For Villa, the problem reads simple and feels complex: they need goals. The patterns are there up to the edge of the penalty area, but the connections inside it aren’t. Runs aren’t matched with passes; crosses arrive when the box is empty; shots lack conviction. That’s how you end up with two points from four matches, even when the defensive shape holds.
There were smaller plot lines worth noting. Garner’s role as a tucked-in right-back allowed Everton to crowd midfield and slow Villa’s build. O’Brien stepped out with confidence, showing why he was trusted alongside Tarkowski and Keane. Beto’s hold-up play gave Everton a platform, and while he didn’t get a clean sight at goal, he did enough to keep Villa honest. On the other side, Villa’s wide players tracked back diligently, which kept Everton’s full-backs from overloading, but it also meant their counters often started too deep.
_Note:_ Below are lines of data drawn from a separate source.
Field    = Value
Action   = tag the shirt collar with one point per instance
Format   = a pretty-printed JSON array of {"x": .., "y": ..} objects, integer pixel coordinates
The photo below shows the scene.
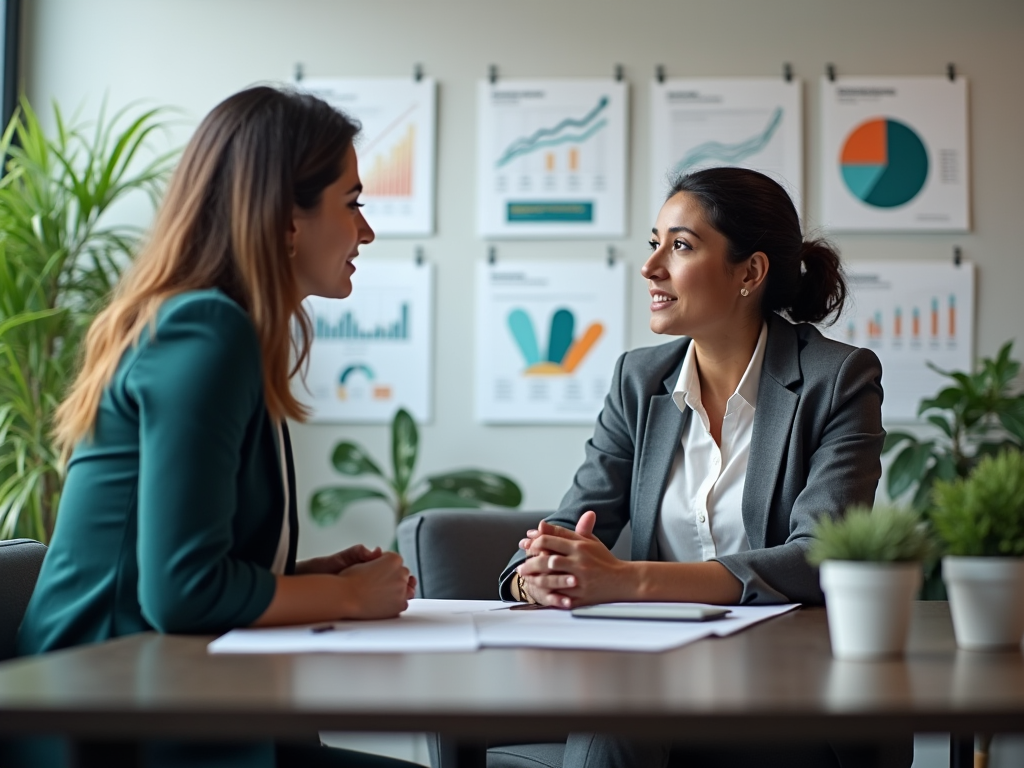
[{"x": 687, "y": 389}]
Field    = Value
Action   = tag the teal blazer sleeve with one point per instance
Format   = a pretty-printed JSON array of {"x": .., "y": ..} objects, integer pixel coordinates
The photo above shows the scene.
[
  {"x": 815, "y": 451},
  {"x": 197, "y": 385}
]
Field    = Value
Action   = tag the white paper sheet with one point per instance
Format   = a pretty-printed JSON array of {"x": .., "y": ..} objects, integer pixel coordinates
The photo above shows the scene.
[
  {"x": 410, "y": 633},
  {"x": 557, "y": 629},
  {"x": 438, "y": 626}
]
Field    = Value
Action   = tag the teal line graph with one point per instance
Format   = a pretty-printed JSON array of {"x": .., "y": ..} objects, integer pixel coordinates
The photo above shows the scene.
[
  {"x": 555, "y": 135},
  {"x": 731, "y": 154}
]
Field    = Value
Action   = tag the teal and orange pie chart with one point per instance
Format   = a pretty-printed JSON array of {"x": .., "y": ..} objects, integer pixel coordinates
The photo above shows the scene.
[{"x": 884, "y": 163}]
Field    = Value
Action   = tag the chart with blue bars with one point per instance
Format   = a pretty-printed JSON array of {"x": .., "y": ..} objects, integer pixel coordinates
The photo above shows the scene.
[{"x": 372, "y": 352}]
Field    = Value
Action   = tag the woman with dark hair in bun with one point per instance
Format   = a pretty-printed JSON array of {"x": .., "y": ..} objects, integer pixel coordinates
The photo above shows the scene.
[{"x": 722, "y": 449}]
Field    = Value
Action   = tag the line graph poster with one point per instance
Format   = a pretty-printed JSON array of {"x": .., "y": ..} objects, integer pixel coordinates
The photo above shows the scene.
[
  {"x": 909, "y": 313},
  {"x": 551, "y": 158},
  {"x": 753, "y": 123},
  {"x": 895, "y": 154},
  {"x": 396, "y": 147},
  {"x": 372, "y": 352},
  {"x": 548, "y": 338}
]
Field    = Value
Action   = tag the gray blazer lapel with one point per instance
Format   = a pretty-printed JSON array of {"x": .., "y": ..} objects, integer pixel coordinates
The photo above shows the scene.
[
  {"x": 662, "y": 438},
  {"x": 772, "y": 424}
]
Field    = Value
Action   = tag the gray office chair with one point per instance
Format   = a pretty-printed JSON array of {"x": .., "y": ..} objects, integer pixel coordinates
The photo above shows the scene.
[
  {"x": 19, "y": 563},
  {"x": 458, "y": 554}
]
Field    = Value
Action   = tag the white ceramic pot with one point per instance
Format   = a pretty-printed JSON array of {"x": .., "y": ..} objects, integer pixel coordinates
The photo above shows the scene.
[
  {"x": 868, "y": 606},
  {"x": 986, "y": 600}
]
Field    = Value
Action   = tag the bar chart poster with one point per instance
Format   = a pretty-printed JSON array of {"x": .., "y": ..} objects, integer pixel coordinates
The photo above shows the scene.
[
  {"x": 909, "y": 313},
  {"x": 551, "y": 159},
  {"x": 372, "y": 352},
  {"x": 548, "y": 338},
  {"x": 396, "y": 146},
  {"x": 754, "y": 123},
  {"x": 895, "y": 154}
]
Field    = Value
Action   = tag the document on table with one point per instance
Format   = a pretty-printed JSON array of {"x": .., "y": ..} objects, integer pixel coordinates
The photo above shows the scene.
[
  {"x": 412, "y": 632},
  {"x": 437, "y": 626},
  {"x": 558, "y": 629}
]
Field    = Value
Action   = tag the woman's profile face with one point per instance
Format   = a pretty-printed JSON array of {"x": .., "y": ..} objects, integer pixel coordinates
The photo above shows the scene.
[
  {"x": 694, "y": 291},
  {"x": 327, "y": 239}
]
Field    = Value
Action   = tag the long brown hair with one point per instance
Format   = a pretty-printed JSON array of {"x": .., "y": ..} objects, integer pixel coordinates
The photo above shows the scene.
[{"x": 223, "y": 223}]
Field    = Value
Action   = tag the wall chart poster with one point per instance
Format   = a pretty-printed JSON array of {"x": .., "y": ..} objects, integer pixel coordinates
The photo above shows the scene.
[
  {"x": 372, "y": 352},
  {"x": 895, "y": 154},
  {"x": 548, "y": 338},
  {"x": 909, "y": 313},
  {"x": 551, "y": 158},
  {"x": 396, "y": 146},
  {"x": 753, "y": 123}
]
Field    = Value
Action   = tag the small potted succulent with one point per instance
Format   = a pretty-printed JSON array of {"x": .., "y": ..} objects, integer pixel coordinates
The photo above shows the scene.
[
  {"x": 870, "y": 564},
  {"x": 980, "y": 520}
]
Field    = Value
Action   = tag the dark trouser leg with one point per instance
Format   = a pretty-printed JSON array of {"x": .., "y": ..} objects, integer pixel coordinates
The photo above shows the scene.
[{"x": 600, "y": 751}]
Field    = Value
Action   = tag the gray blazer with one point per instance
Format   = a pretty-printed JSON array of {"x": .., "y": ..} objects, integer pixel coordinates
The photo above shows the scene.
[{"x": 815, "y": 451}]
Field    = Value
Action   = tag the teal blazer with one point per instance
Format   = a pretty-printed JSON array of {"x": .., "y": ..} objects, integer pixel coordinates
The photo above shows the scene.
[{"x": 172, "y": 511}]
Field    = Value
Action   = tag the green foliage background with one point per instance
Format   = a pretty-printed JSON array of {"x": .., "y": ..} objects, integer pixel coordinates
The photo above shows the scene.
[{"x": 59, "y": 258}]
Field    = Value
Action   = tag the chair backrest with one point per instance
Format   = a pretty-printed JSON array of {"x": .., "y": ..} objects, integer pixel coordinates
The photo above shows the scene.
[
  {"x": 19, "y": 563},
  {"x": 458, "y": 554}
]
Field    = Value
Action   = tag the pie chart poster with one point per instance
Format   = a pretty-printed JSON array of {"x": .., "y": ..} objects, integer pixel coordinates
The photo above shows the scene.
[{"x": 895, "y": 155}]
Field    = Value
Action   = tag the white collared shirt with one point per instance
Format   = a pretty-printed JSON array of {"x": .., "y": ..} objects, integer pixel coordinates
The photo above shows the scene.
[{"x": 700, "y": 515}]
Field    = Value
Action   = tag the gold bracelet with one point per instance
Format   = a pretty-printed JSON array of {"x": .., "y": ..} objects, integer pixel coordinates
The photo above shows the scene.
[{"x": 524, "y": 595}]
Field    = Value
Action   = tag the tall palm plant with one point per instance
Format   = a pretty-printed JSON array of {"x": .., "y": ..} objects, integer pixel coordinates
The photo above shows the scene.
[{"x": 59, "y": 258}]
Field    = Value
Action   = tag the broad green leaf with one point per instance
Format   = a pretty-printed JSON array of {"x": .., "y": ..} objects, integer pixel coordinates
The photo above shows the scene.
[
  {"x": 1012, "y": 419},
  {"x": 328, "y": 505},
  {"x": 433, "y": 499},
  {"x": 946, "y": 399},
  {"x": 942, "y": 424},
  {"x": 404, "y": 445},
  {"x": 908, "y": 467},
  {"x": 895, "y": 438},
  {"x": 350, "y": 459},
  {"x": 486, "y": 487}
]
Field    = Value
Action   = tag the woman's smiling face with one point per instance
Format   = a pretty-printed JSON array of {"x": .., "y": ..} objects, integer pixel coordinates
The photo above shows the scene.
[{"x": 694, "y": 290}]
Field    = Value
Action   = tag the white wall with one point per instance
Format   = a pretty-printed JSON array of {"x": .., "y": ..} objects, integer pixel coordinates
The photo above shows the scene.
[{"x": 192, "y": 53}]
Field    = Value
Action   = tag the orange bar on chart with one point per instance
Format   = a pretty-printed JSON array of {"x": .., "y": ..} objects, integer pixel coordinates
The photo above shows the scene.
[{"x": 581, "y": 346}]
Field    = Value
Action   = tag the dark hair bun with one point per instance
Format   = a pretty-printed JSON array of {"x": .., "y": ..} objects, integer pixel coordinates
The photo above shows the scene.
[
  {"x": 821, "y": 289},
  {"x": 755, "y": 213}
]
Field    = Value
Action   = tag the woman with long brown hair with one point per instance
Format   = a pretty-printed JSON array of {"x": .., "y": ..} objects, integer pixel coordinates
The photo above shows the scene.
[{"x": 178, "y": 513}]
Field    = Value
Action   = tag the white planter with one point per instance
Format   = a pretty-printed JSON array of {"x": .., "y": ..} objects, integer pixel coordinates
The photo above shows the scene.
[
  {"x": 868, "y": 606},
  {"x": 986, "y": 600}
]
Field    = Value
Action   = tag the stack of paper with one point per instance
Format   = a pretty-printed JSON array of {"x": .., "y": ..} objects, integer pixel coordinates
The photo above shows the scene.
[{"x": 431, "y": 626}]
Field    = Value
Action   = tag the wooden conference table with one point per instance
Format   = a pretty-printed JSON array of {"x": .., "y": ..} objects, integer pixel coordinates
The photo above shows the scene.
[{"x": 774, "y": 681}]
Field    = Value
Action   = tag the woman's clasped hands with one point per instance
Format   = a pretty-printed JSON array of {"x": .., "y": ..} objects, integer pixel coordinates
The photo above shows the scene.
[
  {"x": 567, "y": 568},
  {"x": 377, "y": 584}
]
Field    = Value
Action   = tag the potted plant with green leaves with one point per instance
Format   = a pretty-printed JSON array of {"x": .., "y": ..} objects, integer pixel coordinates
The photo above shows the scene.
[
  {"x": 980, "y": 520},
  {"x": 407, "y": 496},
  {"x": 60, "y": 254},
  {"x": 977, "y": 415},
  {"x": 870, "y": 563}
]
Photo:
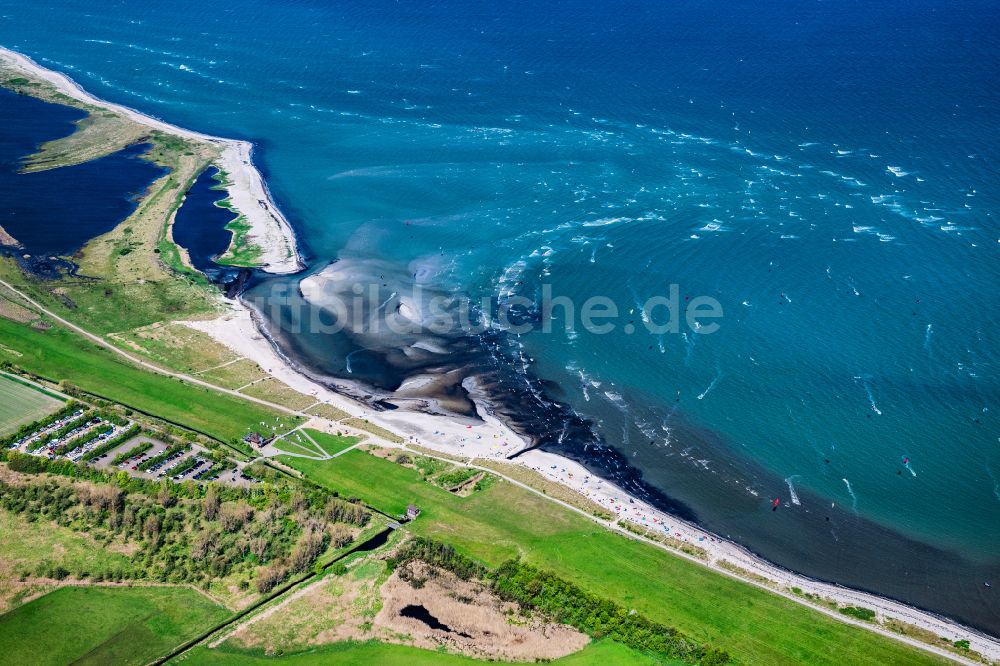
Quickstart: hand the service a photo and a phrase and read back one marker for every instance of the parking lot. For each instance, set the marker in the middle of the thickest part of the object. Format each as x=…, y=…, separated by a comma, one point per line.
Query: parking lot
x=77, y=435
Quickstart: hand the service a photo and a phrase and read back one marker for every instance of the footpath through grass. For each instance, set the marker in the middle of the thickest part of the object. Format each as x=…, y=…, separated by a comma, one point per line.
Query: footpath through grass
x=602, y=653
x=104, y=625
x=504, y=521
x=59, y=354
x=20, y=404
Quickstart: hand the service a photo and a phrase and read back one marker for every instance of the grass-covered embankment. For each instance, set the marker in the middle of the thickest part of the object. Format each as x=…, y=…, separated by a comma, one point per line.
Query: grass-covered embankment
x=504, y=521
x=100, y=625
x=61, y=355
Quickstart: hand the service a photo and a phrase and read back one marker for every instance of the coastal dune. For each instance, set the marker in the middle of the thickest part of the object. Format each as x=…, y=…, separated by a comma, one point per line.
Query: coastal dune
x=269, y=230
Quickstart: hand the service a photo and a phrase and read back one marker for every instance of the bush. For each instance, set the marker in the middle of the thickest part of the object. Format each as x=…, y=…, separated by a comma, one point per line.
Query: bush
x=859, y=612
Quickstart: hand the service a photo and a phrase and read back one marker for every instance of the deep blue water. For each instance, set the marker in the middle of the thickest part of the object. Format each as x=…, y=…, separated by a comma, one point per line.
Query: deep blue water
x=56, y=212
x=200, y=225
x=826, y=171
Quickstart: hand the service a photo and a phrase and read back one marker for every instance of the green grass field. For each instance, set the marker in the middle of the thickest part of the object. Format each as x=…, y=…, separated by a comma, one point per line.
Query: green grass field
x=104, y=625
x=505, y=521
x=21, y=404
x=332, y=444
x=603, y=653
x=59, y=354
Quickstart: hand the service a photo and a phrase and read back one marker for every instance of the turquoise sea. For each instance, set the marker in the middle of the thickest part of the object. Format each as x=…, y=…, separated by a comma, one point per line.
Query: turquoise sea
x=827, y=172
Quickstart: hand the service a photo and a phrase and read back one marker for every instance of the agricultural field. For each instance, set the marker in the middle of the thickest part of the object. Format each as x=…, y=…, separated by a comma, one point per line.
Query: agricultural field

What the draw means is clear. Everton remain on a steady early trajectory, unbeaten in three and proving harder to beat than last season’s wobblier stretches. There’s craft to unlock in that front four—especially as Grealish, Dewsbury-Hall, and Ndiaye find rhythm together—but the base layer looks trustworthy. Villa, meanwhile, leave with more questions than answers. The table doesn’t care about promising sequences; it cares about points, and right now they have too few.
The schedule won’t wait. Villa need a spark—whether that’s a change in selection, a tweak in the press, or simply a cold-blooded finish to flip a tight game. Everton will feel they missed a chance to bank three points against an opponent in trouble, but a clean sheet and another point keep them in the mix as September unfolds.
By full-time, both sets of supporters knew exactly what they’d seen. For Everton, a platform to build on. For Villa, a warning siren that’s getting louder.